Multiple Inheritance or composition

Thanks for the work. I see, you pass goods inside each user class as a parameter. It’s understandable but does not look good because of:

  1. it’s a personal storage. Maybe I’m oversimplified the sample case when wrote goods as Integer.
  2. with already a lot of constructor parameters (like there also can be personnel or other shareable parameters) it adds extra. And goods can be not a single parameter inside Consumer and Producer.

I’m curious, why didn’t implement the storage in a subclass? It could be inconvenient to pass it through the many classes like it’s something detachable. Let’s pretend it’s a map of many goods there and each building has its own storage. Maybe you need to pass the whole Building as a parameter.

Also I didn’t understand how did you implement

    fun loadGoods(goods: Int) {
        ...
        println("$name loaded $goods goods")
    }

if Consumer doesn’t inherit Building. And we remember, name represents a lot of parameters (like workHours(), personnel etc.). The goal is - these building vars and methods can be used everywhere in the class.

class SimpleConsumer(protected val store: GoodsStore) : Consumer {
Looks possible to use Kotlin syntax and remove extra line with protected

You got rid off the type as unnecessary. Yeah, in original it should switch the goods that will be produced, but it’s a minor case. And TypedProducer is not a producer here.

I’ll try to find something to use in my code. Currently I see, it’s possible to not to implement SimpleProducer / SimpleConsumer as a constructor variable.
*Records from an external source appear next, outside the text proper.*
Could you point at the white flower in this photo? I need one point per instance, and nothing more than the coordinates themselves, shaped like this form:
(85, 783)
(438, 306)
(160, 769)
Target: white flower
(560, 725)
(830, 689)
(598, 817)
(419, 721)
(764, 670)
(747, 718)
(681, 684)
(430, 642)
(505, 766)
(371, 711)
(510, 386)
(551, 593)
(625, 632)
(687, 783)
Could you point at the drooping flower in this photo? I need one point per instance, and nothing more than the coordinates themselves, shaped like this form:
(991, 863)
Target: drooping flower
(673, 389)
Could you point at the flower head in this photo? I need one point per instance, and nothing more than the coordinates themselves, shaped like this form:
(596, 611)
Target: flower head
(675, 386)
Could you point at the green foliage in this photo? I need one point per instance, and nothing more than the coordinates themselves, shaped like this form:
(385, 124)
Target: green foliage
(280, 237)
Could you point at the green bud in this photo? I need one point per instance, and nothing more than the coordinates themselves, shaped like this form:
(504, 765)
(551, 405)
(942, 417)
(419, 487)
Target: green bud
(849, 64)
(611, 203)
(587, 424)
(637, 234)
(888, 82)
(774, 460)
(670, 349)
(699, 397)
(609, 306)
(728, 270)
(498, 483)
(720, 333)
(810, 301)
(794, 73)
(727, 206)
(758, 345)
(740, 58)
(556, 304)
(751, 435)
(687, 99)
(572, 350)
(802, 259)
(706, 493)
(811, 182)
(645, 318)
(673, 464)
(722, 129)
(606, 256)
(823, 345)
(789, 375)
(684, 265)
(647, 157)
And you can inherit your delegates from other classes. But I can’t pass the whole building as a delegate parameter because 'this' is not defined in this context, so it makes it less simple.

So, it looks like not all the cases possible to resolve with composition. Any ideas how it could be with multiple inheritance? Seems legit as for me. The problem with interfaces and Interface by InterfaceImpl() - they can’t support protected visibility. Even if it’s possible to split classes to very small parts, don’t know if it’s fine. But actually, it’s possible to override vals as vars with protected set later and it looks fine.